Córka już wcześniej wysyłała pewne sygnały, tyle że nie umieliśmy ich odczytać - w końcu nastał czas, gdy zdołała zwerbalizować motywacje swojego działania.
Ostatnio, gdy ktoś przychodził z prezentem dla niej, mówiła wprost, że nie chce podarunku - sytuacja bardzo delikatna, bo byłam pewna, że powodem nie był fakt, że prezent jej się nie spodobał, tylko coś innego, ale co?
Niedawno okoliczności się powtórzyły. Niektórzy goście mojego Męża przynieśli prezenciki także dla naszych pociech.
Starsza wtedy zakomunikowała, że nie chce prezentu, bo...to nie są jej urodziny!
Logiczne przecież! Jestem z niej taka dumna:)
Ja zawsze mówię znajomym i rodzinie, kiedy umawiamy się na sotkanie: tylko nic nie przynoście dzieciom.
OdpowiedzUsuńWychodzę z założenia, że prezent ma podkreślić ważność jaiejś chwili (np. rocznicy)i jeśli będze za często, to spowszednieje i zdewaluuje się jego znaczenie. niestety wobec wszechobecnego konsumpcjonizmu coraz więcej symboli traci swoje znaczenie, rozmywa się wszystko w szarej mgle bylejakości.
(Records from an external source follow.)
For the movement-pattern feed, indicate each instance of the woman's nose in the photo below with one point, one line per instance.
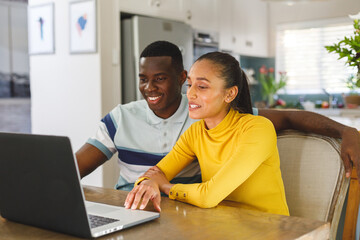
(190, 92)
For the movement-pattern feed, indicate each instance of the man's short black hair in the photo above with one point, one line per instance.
(165, 49)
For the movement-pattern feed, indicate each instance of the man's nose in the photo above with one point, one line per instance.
(150, 86)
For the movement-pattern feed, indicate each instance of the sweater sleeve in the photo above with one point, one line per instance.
(257, 142)
(179, 157)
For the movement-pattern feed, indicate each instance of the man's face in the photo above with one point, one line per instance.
(160, 85)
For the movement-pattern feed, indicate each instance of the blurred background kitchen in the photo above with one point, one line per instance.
(66, 93)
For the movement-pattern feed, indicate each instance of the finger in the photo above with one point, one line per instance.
(357, 165)
(130, 197)
(147, 196)
(347, 164)
(138, 197)
(156, 202)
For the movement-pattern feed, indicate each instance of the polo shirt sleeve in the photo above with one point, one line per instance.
(104, 137)
(256, 145)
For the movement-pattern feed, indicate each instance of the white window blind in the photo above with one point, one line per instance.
(301, 53)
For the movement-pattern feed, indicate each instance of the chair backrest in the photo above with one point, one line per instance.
(313, 175)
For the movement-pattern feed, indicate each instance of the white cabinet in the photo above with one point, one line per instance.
(170, 9)
(243, 27)
(201, 14)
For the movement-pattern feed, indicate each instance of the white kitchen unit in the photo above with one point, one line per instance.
(349, 117)
(243, 27)
(170, 9)
(202, 14)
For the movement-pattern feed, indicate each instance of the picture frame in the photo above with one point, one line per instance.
(82, 27)
(41, 29)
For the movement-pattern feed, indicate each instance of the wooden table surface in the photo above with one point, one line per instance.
(183, 221)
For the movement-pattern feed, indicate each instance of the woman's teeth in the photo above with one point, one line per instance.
(153, 98)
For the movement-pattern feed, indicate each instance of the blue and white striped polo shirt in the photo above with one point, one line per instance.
(142, 139)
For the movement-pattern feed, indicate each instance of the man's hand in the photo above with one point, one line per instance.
(350, 150)
(146, 190)
(155, 174)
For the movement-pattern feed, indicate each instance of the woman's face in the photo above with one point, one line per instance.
(208, 98)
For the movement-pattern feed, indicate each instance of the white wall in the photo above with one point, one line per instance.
(283, 13)
(13, 38)
(68, 89)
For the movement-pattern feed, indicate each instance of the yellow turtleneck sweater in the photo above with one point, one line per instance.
(239, 161)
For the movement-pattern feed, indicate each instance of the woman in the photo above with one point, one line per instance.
(236, 151)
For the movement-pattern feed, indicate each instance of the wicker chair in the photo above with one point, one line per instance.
(314, 176)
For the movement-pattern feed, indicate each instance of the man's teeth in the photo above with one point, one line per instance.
(194, 106)
(153, 98)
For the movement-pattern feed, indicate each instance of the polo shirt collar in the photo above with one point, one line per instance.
(179, 116)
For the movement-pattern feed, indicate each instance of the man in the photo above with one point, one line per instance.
(143, 132)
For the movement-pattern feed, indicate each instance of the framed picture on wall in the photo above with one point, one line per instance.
(83, 26)
(41, 29)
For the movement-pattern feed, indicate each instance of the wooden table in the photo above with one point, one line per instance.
(183, 221)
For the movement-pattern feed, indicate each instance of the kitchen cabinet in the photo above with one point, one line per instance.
(243, 27)
(202, 14)
(169, 9)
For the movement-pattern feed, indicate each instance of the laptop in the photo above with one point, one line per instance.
(40, 186)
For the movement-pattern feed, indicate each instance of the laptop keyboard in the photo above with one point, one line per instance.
(97, 221)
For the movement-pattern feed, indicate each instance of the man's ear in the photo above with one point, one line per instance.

A dzieci? Wcale nie cierpią z tego powodu, iż nasi liczni goście nic im nie przynoszą. Przynajmniej nie witają ich tak, jak niegdyś myśmy zotali przywitani: "A co mi przynieśliście?". "Dobre słowo" odpowiedziałam wtedy.
Naszym gościom też to mówimy, ale cóż - nie wszyscy potrafią to uszanować - na szczęście to są pojedyncze osoby. Przykre, że małe dziecko pojmuje lepiej, o co w tym wszystkich chodzi, niż niektórzy dorośli.